Já eram duas as vítimas, duas mulheres não identificadas, a polícia buscava evidências, algo que ligasse os crimes.
De repente ali estava o rosto familiar a refletir em uma vitrine, virou-se e tinha sumido em meio a vários outros rostos.
Pensou: ‘a morte ronda as pessoas’
Entrou em um bar pediu uma cerveja e em um gole só tomou um copo, pagou-a e enquanto enchia novamente o copo, um rosto familiar, mas de forma diferente, aproximou-se e estendeu-lhe um copo vazio, tentou falar algo, mas sua voz saiu turva e incompreensível, uma barreira invisível os separava, não falavam nem ouviam, e nesse silêncio animal tomaram cinco cervejas separadamente juntos.

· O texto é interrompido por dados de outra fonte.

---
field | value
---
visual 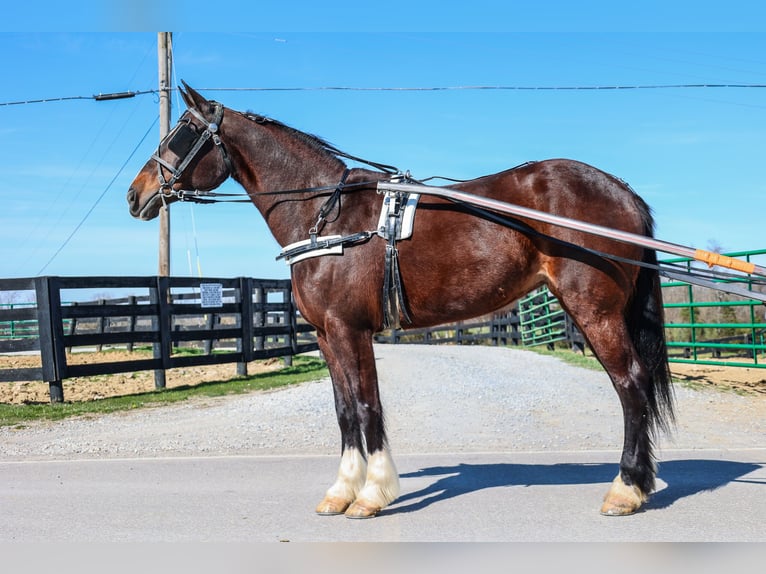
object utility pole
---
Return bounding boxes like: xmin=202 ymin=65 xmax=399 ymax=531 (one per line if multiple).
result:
xmin=152 ymin=32 xmax=173 ymax=389
xmin=157 ymin=32 xmax=173 ymax=277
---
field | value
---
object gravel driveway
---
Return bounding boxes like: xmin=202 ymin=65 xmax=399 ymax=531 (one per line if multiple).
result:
xmin=0 ymin=345 xmax=766 ymax=462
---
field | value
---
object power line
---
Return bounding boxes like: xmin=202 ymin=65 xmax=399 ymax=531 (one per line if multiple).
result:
xmin=0 ymin=84 xmax=766 ymax=106
xmin=0 ymin=90 xmax=157 ymax=106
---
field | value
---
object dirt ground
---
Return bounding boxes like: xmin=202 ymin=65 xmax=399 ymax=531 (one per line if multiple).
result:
xmin=0 ymin=351 xmax=766 ymax=404
xmin=0 ymin=351 xmax=283 ymax=404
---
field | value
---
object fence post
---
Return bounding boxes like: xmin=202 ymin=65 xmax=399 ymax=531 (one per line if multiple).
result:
xmin=150 ymin=276 xmax=172 ymax=389
xmin=35 ymin=277 xmax=65 ymax=403
xmin=237 ymin=277 xmax=253 ymax=377
xmin=282 ymin=283 xmax=298 ymax=367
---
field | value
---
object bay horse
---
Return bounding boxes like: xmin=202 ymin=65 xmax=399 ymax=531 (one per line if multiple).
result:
xmin=127 ymin=83 xmax=673 ymax=518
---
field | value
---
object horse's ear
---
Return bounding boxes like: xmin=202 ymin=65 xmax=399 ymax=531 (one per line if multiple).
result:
xmin=178 ymin=80 xmax=207 ymax=108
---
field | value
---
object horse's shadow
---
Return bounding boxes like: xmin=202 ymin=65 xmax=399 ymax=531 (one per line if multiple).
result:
xmin=384 ymin=459 xmax=766 ymax=514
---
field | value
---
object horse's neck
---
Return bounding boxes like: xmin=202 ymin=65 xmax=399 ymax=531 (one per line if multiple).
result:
xmin=230 ymin=126 xmax=345 ymax=246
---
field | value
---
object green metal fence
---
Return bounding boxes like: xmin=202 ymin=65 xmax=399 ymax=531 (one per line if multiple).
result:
xmin=662 ymin=249 xmax=766 ymax=368
xmin=0 ymin=303 xmax=37 ymax=339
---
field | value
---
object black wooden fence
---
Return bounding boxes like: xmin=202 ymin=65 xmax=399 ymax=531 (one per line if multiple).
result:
xmin=0 ymin=277 xmax=318 ymax=402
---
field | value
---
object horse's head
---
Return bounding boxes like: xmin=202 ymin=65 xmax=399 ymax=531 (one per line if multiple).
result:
xmin=128 ymin=83 xmax=231 ymax=221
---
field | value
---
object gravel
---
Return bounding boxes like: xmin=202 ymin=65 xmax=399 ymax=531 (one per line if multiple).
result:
xmin=0 ymin=345 xmax=766 ymax=461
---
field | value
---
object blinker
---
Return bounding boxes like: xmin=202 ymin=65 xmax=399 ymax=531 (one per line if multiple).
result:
xmin=168 ymin=124 xmax=197 ymax=158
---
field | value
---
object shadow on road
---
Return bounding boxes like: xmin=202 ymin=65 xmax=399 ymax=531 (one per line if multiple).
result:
xmin=390 ymin=459 xmax=766 ymax=515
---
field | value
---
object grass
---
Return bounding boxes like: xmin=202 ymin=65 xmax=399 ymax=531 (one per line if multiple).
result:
xmin=0 ymin=356 xmax=329 ymax=427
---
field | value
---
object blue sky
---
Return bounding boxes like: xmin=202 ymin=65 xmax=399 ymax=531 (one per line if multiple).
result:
xmin=0 ymin=22 xmax=766 ymax=286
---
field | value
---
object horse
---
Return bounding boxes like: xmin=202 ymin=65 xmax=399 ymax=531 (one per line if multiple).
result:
xmin=127 ymin=82 xmax=674 ymax=518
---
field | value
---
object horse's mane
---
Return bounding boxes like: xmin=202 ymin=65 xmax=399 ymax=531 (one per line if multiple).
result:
xmin=242 ymin=112 xmax=341 ymax=165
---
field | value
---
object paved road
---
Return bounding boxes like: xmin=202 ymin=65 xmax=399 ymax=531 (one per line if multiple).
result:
xmin=0 ymin=449 xmax=766 ymax=543
xmin=0 ymin=347 xmax=766 ymax=543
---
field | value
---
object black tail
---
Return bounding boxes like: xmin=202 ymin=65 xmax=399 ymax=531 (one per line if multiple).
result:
xmin=626 ymin=235 xmax=675 ymax=435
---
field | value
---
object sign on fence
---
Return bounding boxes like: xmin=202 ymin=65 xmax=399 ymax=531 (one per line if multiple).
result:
xmin=199 ymin=283 xmax=223 ymax=309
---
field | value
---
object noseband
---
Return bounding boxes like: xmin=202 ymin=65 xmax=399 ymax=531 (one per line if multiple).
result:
xmin=152 ymin=102 xmax=232 ymax=204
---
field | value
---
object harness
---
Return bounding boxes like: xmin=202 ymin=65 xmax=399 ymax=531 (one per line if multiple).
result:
xmin=277 ymin=173 xmax=420 ymax=329
xmin=152 ymin=102 xmax=419 ymax=328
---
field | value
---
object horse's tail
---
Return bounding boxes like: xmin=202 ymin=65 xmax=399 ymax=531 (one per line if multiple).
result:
xmin=626 ymin=210 xmax=675 ymax=433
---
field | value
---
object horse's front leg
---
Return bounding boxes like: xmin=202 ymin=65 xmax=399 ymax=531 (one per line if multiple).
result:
xmin=317 ymin=325 xmax=399 ymax=518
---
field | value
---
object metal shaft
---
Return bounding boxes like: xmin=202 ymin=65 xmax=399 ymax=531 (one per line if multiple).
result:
xmin=378 ymin=182 xmax=766 ymax=276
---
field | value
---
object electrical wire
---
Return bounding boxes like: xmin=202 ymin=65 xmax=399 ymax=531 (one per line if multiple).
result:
xmin=0 ymin=84 xmax=766 ymax=106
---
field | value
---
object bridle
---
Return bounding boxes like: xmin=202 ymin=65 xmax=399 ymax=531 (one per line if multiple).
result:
xmin=151 ymin=102 xmax=233 ymax=204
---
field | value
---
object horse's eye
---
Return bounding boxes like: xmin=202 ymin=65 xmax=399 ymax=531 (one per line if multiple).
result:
xmin=168 ymin=124 xmax=197 ymax=158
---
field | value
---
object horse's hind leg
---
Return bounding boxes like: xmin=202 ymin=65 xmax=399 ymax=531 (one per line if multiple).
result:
xmin=561 ymin=292 xmax=656 ymax=516
xmin=317 ymin=324 xmax=399 ymax=518
xmin=589 ymin=315 xmax=656 ymax=516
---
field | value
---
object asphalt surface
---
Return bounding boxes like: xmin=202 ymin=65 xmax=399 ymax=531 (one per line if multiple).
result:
xmin=0 ymin=349 xmax=766 ymax=548
xmin=0 ymin=449 xmax=766 ymax=542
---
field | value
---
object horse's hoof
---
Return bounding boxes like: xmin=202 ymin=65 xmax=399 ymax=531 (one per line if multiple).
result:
xmin=346 ymin=500 xmax=380 ymax=518
xmin=601 ymin=476 xmax=646 ymax=516
xmin=316 ymin=496 xmax=351 ymax=516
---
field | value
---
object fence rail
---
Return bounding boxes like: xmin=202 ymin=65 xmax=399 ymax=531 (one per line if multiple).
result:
xmin=0 ymin=277 xmax=318 ymax=402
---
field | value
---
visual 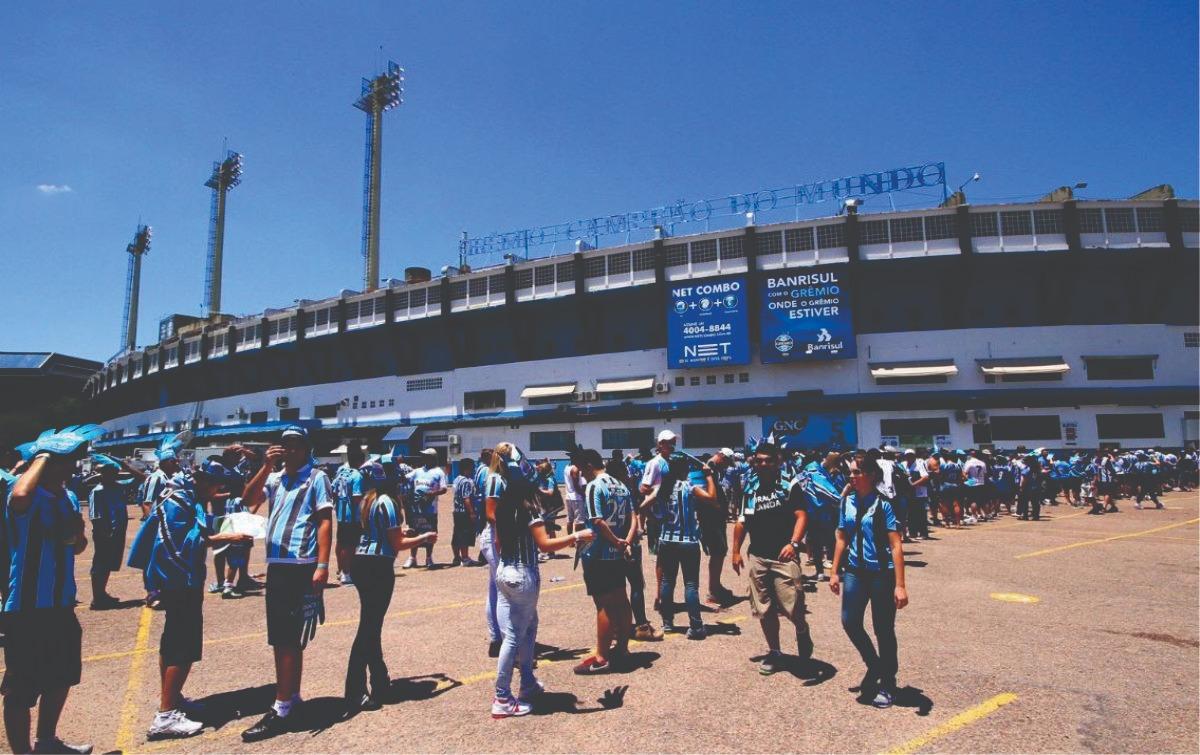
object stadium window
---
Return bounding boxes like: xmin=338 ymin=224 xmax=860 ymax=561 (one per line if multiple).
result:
xmin=1084 ymin=356 xmax=1154 ymax=381
xmin=1079 ymin=208 xmax=1104 ymax=233
xmin=1033 ymin=210 xmax=1062 ymax=236
xmin=529 ymin=430 xmax=575 ymax=453
xmin=889 ymin=217 xmax=925 ymax=244
xmin=858 ymin=220 xmax=888 ymax=244
xmin=1104 ymin=208 xmax=1136 ymax=233
xmin=683 ymin=423 xmax=746 ymax=450
xmin=971 ymin=212 xmax=1000 ymax=238
xmin=691 ymin=239 xmax=716 ymax=264
xmin=991 ymin=414 xmax=1062 ymax=442
xmin=1138 ymin=208 xmax=1163 ymax=233
xmin=583 ymin=257 xmax=604 ymax=278
xmin=720 ymin=235 xmax=746 ymax=259
xmin=662 ymin=244 xmax=688 ymax=268
xmin=1000 ymin=210 xmax=1033 ymax=236
xmin=784 ymin=227 xmax=817 ymax=252
xmin=608 ymin=252 xmax=630 ymax=275
xmin=925 ymin=215 xmax=959 ymax=241
xmin=817 ymin=223 xmax=846 ymax=248
xmin=462 ymin=388 xmax=504 ymax=412
xmin=634 ymin=247 xmax=654 ymax=272
xmin=1096 ymin=413 xmax=1166 ymax=441
xmin=600 ymin=427 xmax=654 ymax=450
xmin=755 ymin=230 xmax=784 ymax=254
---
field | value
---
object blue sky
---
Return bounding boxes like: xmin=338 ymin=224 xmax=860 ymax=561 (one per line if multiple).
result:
xmin=0 ymin=1 xmax=1200 ymax=359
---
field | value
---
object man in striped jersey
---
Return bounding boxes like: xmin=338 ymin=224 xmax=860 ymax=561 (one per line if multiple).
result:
xmin=0 ymin=426 xmax=103 ymax=753
xmin=241 ymin=425 xmax=334 ymax=742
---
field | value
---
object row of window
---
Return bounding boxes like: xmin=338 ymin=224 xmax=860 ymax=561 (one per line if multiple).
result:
xmin=880 ymin=413 xmax=1166 ymax=447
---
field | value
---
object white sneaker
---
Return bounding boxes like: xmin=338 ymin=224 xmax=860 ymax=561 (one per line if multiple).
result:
xmin=492 ymin=697 xmax=533 ymax=718
xmin=146 ymin=711 xmax=204 ymax=739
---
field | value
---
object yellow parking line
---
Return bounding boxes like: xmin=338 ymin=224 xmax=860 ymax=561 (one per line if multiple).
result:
xmin=1015 ymin=519 xmax=1200 ymax=558
xmin=887 ymin=693 xmax=1016 ymax=755
xmin=114 ymin=607 xmax=154 ymax=751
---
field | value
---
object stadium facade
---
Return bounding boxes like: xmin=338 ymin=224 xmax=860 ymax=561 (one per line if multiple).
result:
xmin=88 ymin=199 xmax=1200 ymax=457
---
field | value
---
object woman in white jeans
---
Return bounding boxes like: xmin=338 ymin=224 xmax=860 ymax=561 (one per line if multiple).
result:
xmin=485 ymin=443 xmax=592 ymax=718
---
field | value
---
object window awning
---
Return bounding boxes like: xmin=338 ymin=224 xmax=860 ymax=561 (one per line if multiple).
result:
xmin=383 ymin=425 xmax=416 ymax=443
xmin=869 ymin=359 xmax=959 ymax=378
xmin=596 ymin=376 xmax=654 ymax=394
xmin=976 ymin=356 xmax=1070 ymax=374
xmin=521 ymin=383 xmax=575 ymax=399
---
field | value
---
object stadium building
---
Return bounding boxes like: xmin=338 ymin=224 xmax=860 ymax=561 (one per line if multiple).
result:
xmin=86 ymin=190 xmax=1200 ymax=459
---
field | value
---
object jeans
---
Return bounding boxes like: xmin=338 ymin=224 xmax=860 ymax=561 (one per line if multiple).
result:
xmin=346 ymin=556 xmax=396 ymax=702
xmin=841 ymin=569 xmax=899 ymax=689
xmin=659 ymin=540 xmax=704 ymax=629
xmin=625 ymin=543 xmax=649 ymax=627
xmin=479 ymin=523 xmax=500 ymax=642
xmin=496 ymin=564 xmax=541 ymax=700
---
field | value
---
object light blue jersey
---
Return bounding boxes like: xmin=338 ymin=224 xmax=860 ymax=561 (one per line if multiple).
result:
xmin=263 ymin=465 xmax=334 ymax=564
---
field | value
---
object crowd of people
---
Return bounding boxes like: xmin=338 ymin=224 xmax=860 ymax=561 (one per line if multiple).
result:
xmin=0 ymin=425 xmax=1196 ymax=753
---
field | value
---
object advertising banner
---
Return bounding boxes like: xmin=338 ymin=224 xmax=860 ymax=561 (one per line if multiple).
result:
xmin=762 ymin=412 xmax=858 ymax=450
xmin=667 ymin=275 xmax=750 ymax=367
xmin=760 ymin=265 xmax=854 ymax=364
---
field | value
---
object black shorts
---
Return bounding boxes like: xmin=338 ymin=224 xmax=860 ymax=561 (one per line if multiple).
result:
xmin=700 ymin=511 xmax=730 ymax=556
xmin=0 ymin=609 xmax=83 ymax=708
xmin=583 ymin=558 xmax=629 ymax=598
xmin=266 ymin=564 xmax=317 ymax=647
xmin=91 ymin=522 xmax=125 ymax=574
xmin=158 ymin=589 xmax=204 ymax=666
xmin=450 ymin=511 xmax=475 ymax=549
xmin=337 ymin=522 xmax=362 ymax=551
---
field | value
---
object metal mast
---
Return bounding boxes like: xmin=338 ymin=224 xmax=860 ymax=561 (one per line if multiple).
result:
xmin=121 ymin=226 xmax=150 ymax=352
xmin=204 ymin=150 xmax=241 ymax=317
xmin=354 ymin=60 xmax=404 ymax=290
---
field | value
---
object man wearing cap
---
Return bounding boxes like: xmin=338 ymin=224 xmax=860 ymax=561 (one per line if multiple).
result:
xmin=241 ymin=425 xmax=334 ymax=742
xmin=0 ymin=425 xmax=104 ymax=753
xmin=130 ymin=460 xmax=251 ymax=739
xmin=404 ymin=448 xmax=450 ymax=569
xmin=88 ymin=454 xmax=146 ymax=611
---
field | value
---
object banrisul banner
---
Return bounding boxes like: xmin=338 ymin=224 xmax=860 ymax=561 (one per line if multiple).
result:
xmin=667 ymin=275 xmax=750 ymax=367
xmin=762 ymin=412 xmax=858 ymax=450
xmin=760 ymin=265 xmax=854 ymax=364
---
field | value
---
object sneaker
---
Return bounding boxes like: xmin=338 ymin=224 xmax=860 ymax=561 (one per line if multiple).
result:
xmin=241 ymin=708 xmax=295 ymax=742
xmin=34 ymin=737 xmax=91 ymax=755
xmin=517 ymin=678 xmax=546 ymax=705
xmin=758 ymin=651 xmax=784 ymax=676
xmin=572 ymin=655 xmax=612 ymax=676
xmin=634 ymin=623 xmax=662 ymax=642
xmin=492 ymin=697 xmax=533 ymax=719
xmin=146 ymin=711 xmax=204 ymax=739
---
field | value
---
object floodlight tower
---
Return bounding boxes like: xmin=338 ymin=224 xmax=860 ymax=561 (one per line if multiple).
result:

De repente algo dentro de si estalou; as vozes, os cheiros, a música estridente, o suor que escorria pelo rosto, tudo o incomodava como o calor úmido de verão, precisava sair dali, correr, fugir, caçar, se esconder, o medo tomou-lhe numa mistura de sentimentos, os olhos vermelhos, a boca seca, uma mulher ali, parada, sozinha, a boca seca, a mulher ali. Correr, a mulher, tão perto, tão fácil, correr, caçar, correr...
SEXTA FEIRA
Ao longe um barulho se fazia ouvir, batiam na porta, e o som crescia, acordou, estava nu e nem se lembrava como chegara em casa, voltaram a bater na porta, agora mais firme, levantou-se sem pressa, abriu a porta, era o rosto familiar do bar, o vizinho do quarto ao lado, ‘você viu a noticia ? Acharam outra mulher morta, só que agora aqui bem próximo’ a surpresa acertou-lhe o estômago como um chute, veio na boca uma sensação de náusea entre fragmentos de memória, respondeu sem dar por conta do que falara.
‘O calor transforma as pessoas’.
O vizinho balbuciou algumas palavras e partiu corredor afora sumindo em um vão de escada, sozinho novamente o pânico se fez presente, correu ate o armário, e na gaveta de roupas embaixo de tudo pegou a arma que com a violência herdara do pai, a velha arma de seu velho pai, correu para a rua que nessa hora já estava movimentada, e com a arma em punho disparou , ouviu gritos, voltou a disparar, sentiu o cheiro do desespero das pessoas
O que lhe deu um prazer indescritível voltou a disparar. Ódio e o medo misturaram-se, covardes gritou a todo pulmão, e mais um disparo, a disparou novamente e mais uma vez e ate ficar sem munição, covardes gritou novamente, a arma em punho a luz vermelha, tudo girando, a polícia, as pessoas, um tiro... Acertara-lhe o peito
Caiu no asfalto escaldante de olhos abertos, tudo vermelho, menos o rosto familiar que o vigiava como um espelho, esta foi a ultima imagem que seus olhos registraram, e um derradeiro pensamento foi em si silenciando ‘um predador reconhece o outro... ’
Morreu as quatorze horas em um alivio de misericórdia e alegria, enquanto agonizava em um suspiro final, as pessoas já se afastavam para retomar a rotina de suas vidas,
Assim funciona a sociedade do caos, todos nos somos prezas e predadores.